Mike Aidoo

Personal information
- Date of birth: 30 May 2005 (age 21)
- Place of birth: Italy
- Height: 1.75 m (5 ft 9 in)
- Position: Defender

Team information
- Current team: Inter Milan U23
- Number: 27

Youth career
- 0000–2021: Chievo
- 2021–: Inter Milan

Senior career*
- Years: Team / Apps / (Gls)
- 2024–: Inter Milan / 0 / (0)
- 2025–2026: → Pergolettese (loan) / 33 / (1)
- 2026–: → Inter Milan U23 (res.) / 1 / (0)

International career^{‡}
- 2021: Italy U17 / 2 / (0)
- 2025–: Italy U20 / 3 / (0)

= Mike Aidoo =

Italian footballer (born 2005)

Mike Aidoo (born 30 May 2005) is an Italian professional footballer who plays as a defender for club Inter Milan U23.

==Club career==
===Early career===
Aidoo was born on 30 May 2005 in Italy to Ghanaian parents.

As a youth, Aidoo first joined the Chievo academy before moving to Inter Milan's youth setup at the age of sixteen.

===Inter Milan===
On 19 December 2024, Aidoo made his professional debut, coming on as an 88th-minute substitute for Matteo Darmian in a 2–0 win against Udinese in the round of 16 of the Coppa Italia.

====Loan to Pergolettese====
On 9 August 2025, Aidoo joined Serie C club Pergolettese on a season-long loan.

==International career==
Born in Italy, Aidoo is of Ghanaian descent.

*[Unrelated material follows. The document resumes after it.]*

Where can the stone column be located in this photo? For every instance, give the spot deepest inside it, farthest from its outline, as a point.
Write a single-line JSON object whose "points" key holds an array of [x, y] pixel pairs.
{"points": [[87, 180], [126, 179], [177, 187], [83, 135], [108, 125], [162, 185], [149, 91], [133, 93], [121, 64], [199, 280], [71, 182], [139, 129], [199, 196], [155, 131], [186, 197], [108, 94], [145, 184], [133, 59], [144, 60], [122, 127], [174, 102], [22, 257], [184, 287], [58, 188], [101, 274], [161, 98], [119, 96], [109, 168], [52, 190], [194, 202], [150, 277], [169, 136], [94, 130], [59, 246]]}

He is an Italy youth international. He made two appearances while playing for the Italy national under-17 football team.

==Style of play==
Aidoo operates primarily as a right-back, but he is also capable of playing as a midfielder. Right-footed and known for his speed, he is praised for his versatility on the field. His playing style has drawn comparisons to Netherlands international Denzel Dumfries.